Jesus wanted them to know that their question was wrong. It shouldn’t be, “Who is the greatest, meizon, but who is first, protos?” (9:35a). This was determinable.
“If anyone wants to be first, s/he will be last to everyone and a servant to everyone” (9:35b)
When they looked around and saw who was the last person to enter the house after serving all the others – by giving water to wash their feet – that person was the first. He would have been that person who ran ahead of the pack, gathered the water, and washed their feet one by one as they entered the house, and finally, he, too, washed his feet and came in. It wouldn’t have been Jesus, Peter, James, or John who would have entered the house first. Perhaps it was Nathanael or the other James, the not-so-well-known James, who entered the house last after serving everyone else. In reality, he was first.
As good as being first was, that was not the right question either. To demonstrate the right question, Jesus gave an object lesson: he took a child, placed him in their midst, picked him/her up in his arms, and said:
“Whoever accepts one of these children in my name, that one accepts me. And whoever accepts me, not only accepts me but the one who sent me.” (9:37)
The true question wasn’t “Who’s the greatest?” or “Who is the first?” But “Who accepts the unacceptable?” Somehow, as they entered the house, the children were in the periphery, not their midst. But Jesus brought one of them, stood him/her right in the middle of the disciples, and carried that child in his arms as a sign of his acceptance. When the disciples learned to make those in the periphery, like the children, the center of their lives, they had the right question and answer – they accepted Jesus and Father who sent him. Instead of being self-focused, they became others-focused. They served others. They accepted those they didn’t usually accept and made them the center of their lives.
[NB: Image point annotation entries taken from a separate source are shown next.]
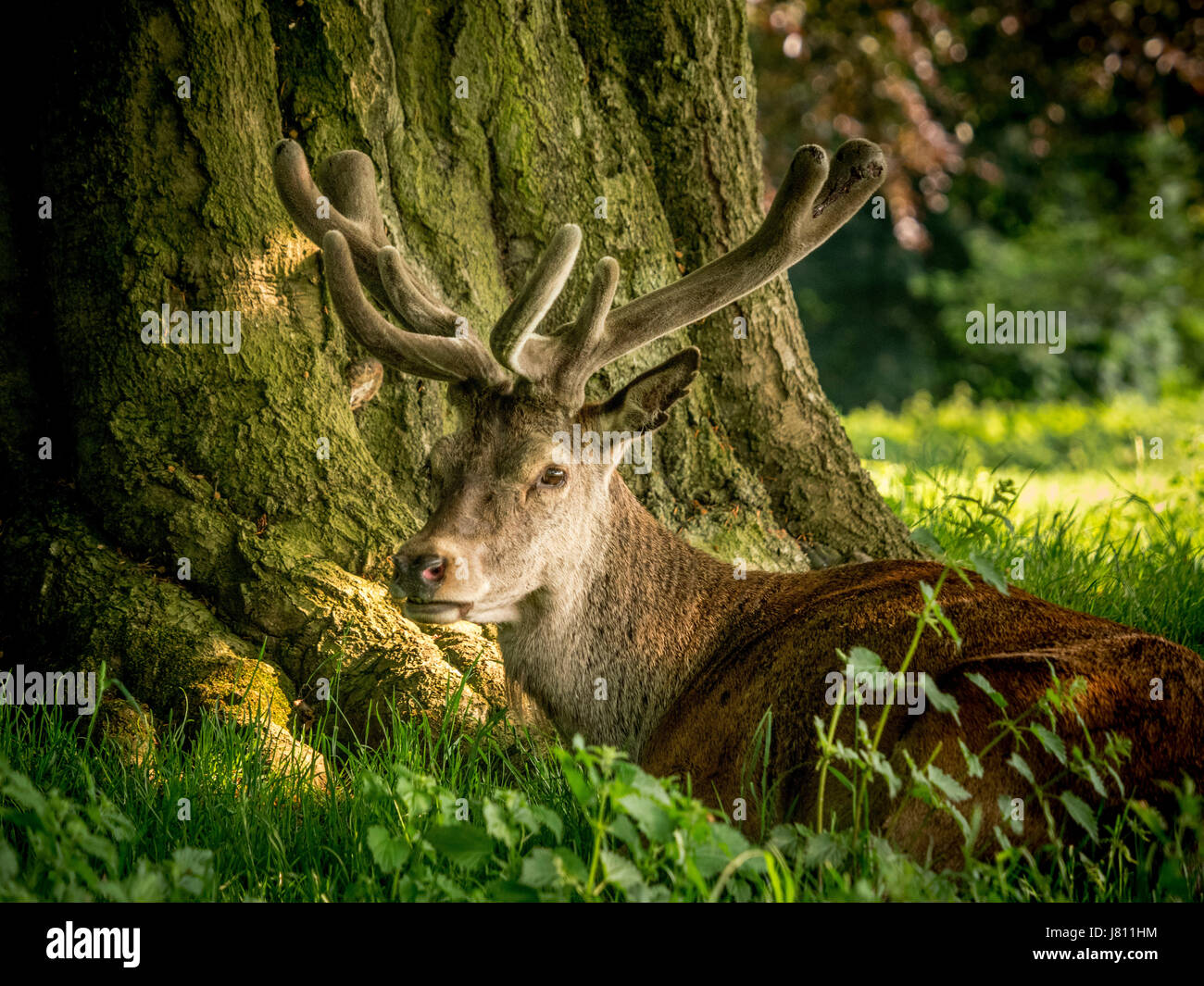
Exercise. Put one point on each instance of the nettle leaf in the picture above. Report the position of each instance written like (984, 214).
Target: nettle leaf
(978, 680)
(498, 826)
(625, 830)
(991, 576)
(389, 853)
(622, 873)
(462, 844)
(548, 868)
(653, 820)
(577, 782)
(1050, 741)
(1082, 813)
(510, 891)
(947, 785)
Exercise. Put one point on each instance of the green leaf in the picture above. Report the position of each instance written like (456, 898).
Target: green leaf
(1018, 762)
(548, 868)
(947, 785)
(973, 765)
(510, 891)
(550, 820)
(577, 782)
(622, 873)
(388, 852)
(1082, 813)
(498, 826)
(462, 844)
(651, 818)
(1050, 741)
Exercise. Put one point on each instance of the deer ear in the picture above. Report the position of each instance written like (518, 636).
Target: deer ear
(643, 405)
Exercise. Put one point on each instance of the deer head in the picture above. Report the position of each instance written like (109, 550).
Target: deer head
(518, 511)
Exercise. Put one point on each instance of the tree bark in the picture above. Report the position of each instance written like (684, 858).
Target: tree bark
(161, 453)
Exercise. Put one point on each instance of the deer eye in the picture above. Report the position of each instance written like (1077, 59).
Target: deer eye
(552, 477)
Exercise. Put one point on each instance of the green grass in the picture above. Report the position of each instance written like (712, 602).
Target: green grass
(445, 815)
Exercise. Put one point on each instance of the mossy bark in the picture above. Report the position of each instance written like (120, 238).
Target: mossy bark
(163, 453)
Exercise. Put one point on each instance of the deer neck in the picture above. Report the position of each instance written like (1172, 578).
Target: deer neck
(619, 628)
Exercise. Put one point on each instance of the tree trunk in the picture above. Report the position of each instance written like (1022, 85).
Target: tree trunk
(167, 453)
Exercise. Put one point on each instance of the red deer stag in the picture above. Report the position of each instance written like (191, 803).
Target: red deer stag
(584, 584)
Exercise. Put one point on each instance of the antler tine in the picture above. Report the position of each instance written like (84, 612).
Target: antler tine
(349, 180)
(437, 357)
(517, 325)
(356, 248)
(811, 204)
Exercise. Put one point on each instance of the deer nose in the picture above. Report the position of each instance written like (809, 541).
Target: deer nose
(420, 576)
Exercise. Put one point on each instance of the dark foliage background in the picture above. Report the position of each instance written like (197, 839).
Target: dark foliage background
(1034, 203)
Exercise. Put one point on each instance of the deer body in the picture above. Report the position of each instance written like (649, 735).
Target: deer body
(627, 636)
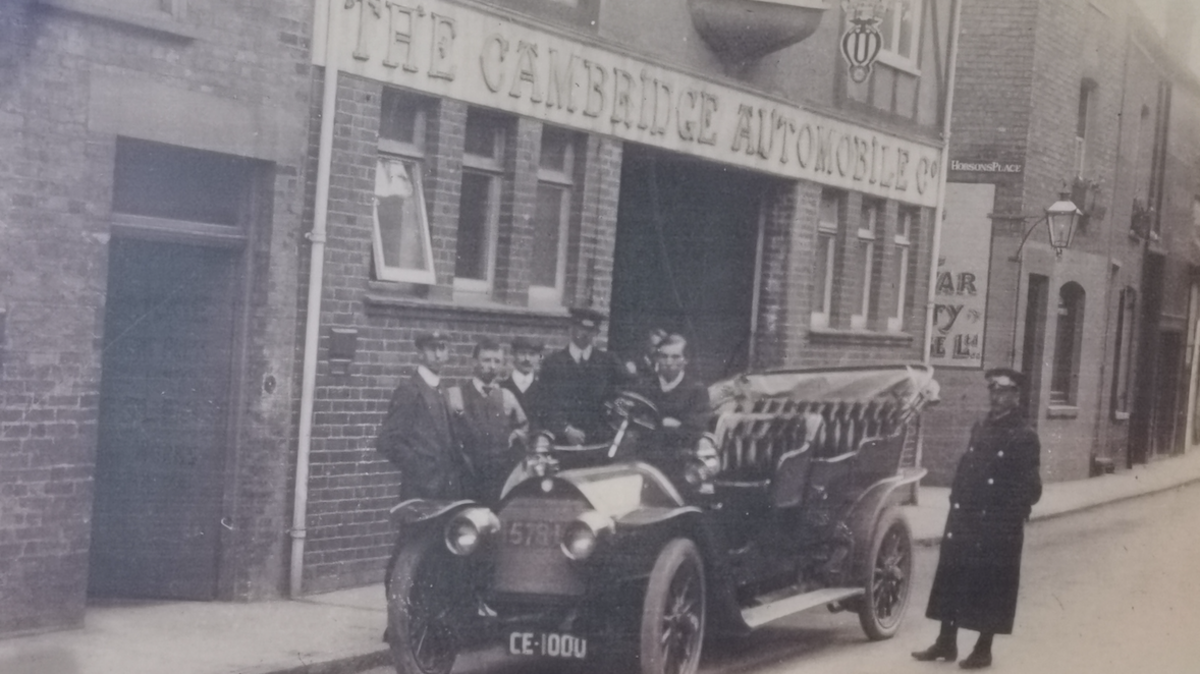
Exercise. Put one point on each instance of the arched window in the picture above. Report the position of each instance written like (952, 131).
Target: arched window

We may be too humble to ask, “Am I the greatest?” or “Am I the first?” But we center our lives around us, “me.” We sing, “Make me a servant.” “I want to serve you, Lord.” “I am your servant.” We forget how we-focused we are. We are still after the greatest and first, even though we don’t think we are. The Lord Jesus gave a simple formula to be one who accepts him and the Father: accept the person we find the hardest to accept, whether a race, color, people group, or simply a neighbor, classmate, churchmate, or enemy!